Он вздрогнул и открыл глаза: та же камера. Сколько времени прошло с той минуты, как он заснул, сколько времени он потерял?
Левицкий с трудом поднялся и проковылял к окну. Занималась заря. Сейчас, в слабом свете нарождающегося дня, ему удалось разглядеть, что монастырь расположен на холме. Через дорогу виднелась часовня, ныне заброшенная, оскверненная, с сорванными дверьми, почерневшими от огня стенами и окнами, закрытыми ставнями. Неживой дом. Церковь, враг людей, противник народных масс, наконец почувствовала на себе тяжесть людского гнева. С монахинями, конечно, расправились: надругались, избили, возможно, убили. Что ж, исторический процесс никогда не бывает приятным и обретает смысл только при взгляде из будущего.
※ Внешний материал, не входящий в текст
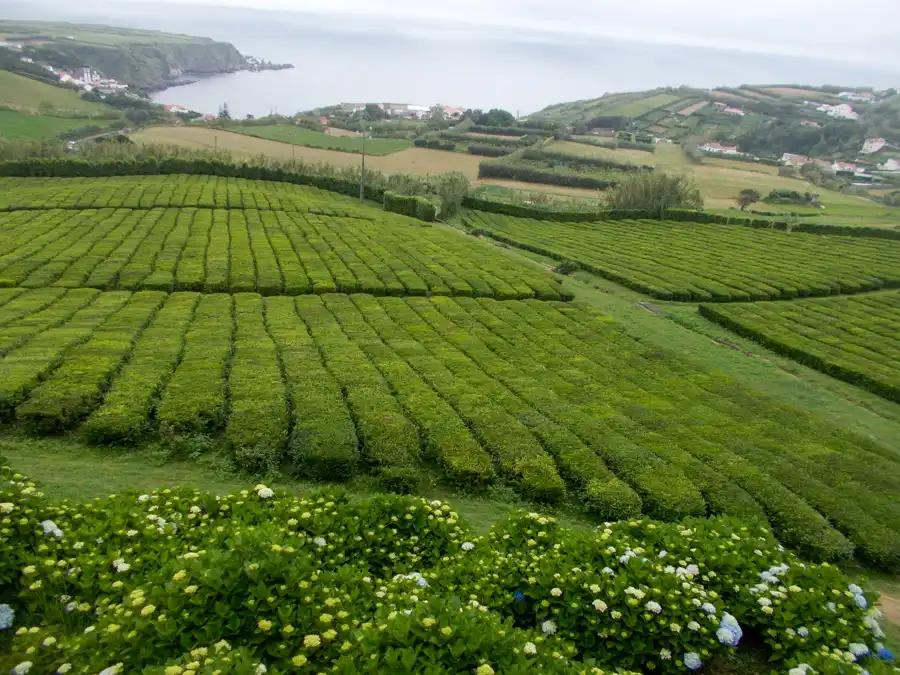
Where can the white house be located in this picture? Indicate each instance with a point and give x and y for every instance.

Снова кривая усмешка скользнула по лицу Левицкого. Старухи монахини, мать-настоятельница, встретившие штыки рабочих и час своей смерти, какую радость испытали бы вы, узнав, что такой человек, как Левицкий, должен погибнуть в той же поруганной земле. Как бы вы кудахтали от счастья, поняв, что старого революционера, Сатану Собственной Персоной, der Teuful Selbst, сожрали те самые силы, которыми – как он думал – он владел, которые держал в руках и сам же выпустил на свободу.